The Italian Prime Minister said he had been expecting the announcement from Moody’s
4 October 2011 Last updated at 22:55
The Italian government’s credit rating has been slashed by Moody’s from Aa2 to A2 with a negative outlook.
The ratings agency blamed a “material increase in long-term funding risks for the euro area”, due to lost confidence in eurozone government debts.
Despite Rome’s low current borrowing needs, and low private-sector debt levels in Italy, Moody’s said market sentiment had turned against the euro.
Prime Minister Silvio Berlusconi said the decision was expected.
“The Italian government is working with the maximum commitment to achieve its budget objectives,” said Mr Berlusconi.
He said that a plan to balance the government’s budget by 2013 had been approved by the European Commission.
Analysts say the downgrade is likely to be followed by similar cuts in the credit rating of Italy’s banks, which would put severe pressure on their ability to borrow.
The BBC’s business editor Robert Peston on the impact the latest downgrade
“This downgrade will make it even harder for Italy to borrow,” says BBC business editor Robert Peston. “However, that is not the worst of it.
“If Italy is looking like a more risky place to lend, its banks… will find it harder and more expensive to borrow.

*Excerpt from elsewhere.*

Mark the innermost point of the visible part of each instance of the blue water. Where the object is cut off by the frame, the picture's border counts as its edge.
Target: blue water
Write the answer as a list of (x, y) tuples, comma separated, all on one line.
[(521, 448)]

The [eurozone] banking crisis will be exacerbated.”
Moody’s also raised warnings about Italy’s growth outlook, citing structural economic problems within the euro, as well as a global economic slowdown.
Another problem noted by the rating agency was what it called political and economic “implementation risks”.
“The question is, if [eurozone governments] will move fast enough… to really put in place a credible solution,” says Robert Peston.
An expansion of the eurozone’s bailout fund already approved by the euro’s 17 governments in July – which is now seen by markets as inadequate – has still yet to be ratified by all the national parliaments.
The slow political response to the emerging crisis, necessitated by the European Union’s institutional set-up, has been criticised by many commentators, including European Commission President Jose Manuel Barroso.
The rationale for Moody’s downgrade will also be worrying for other eurozone governments, such as Spain, whose borrowing costs have also risen like Italy’s as markets have lost confidence in their creditworthiness.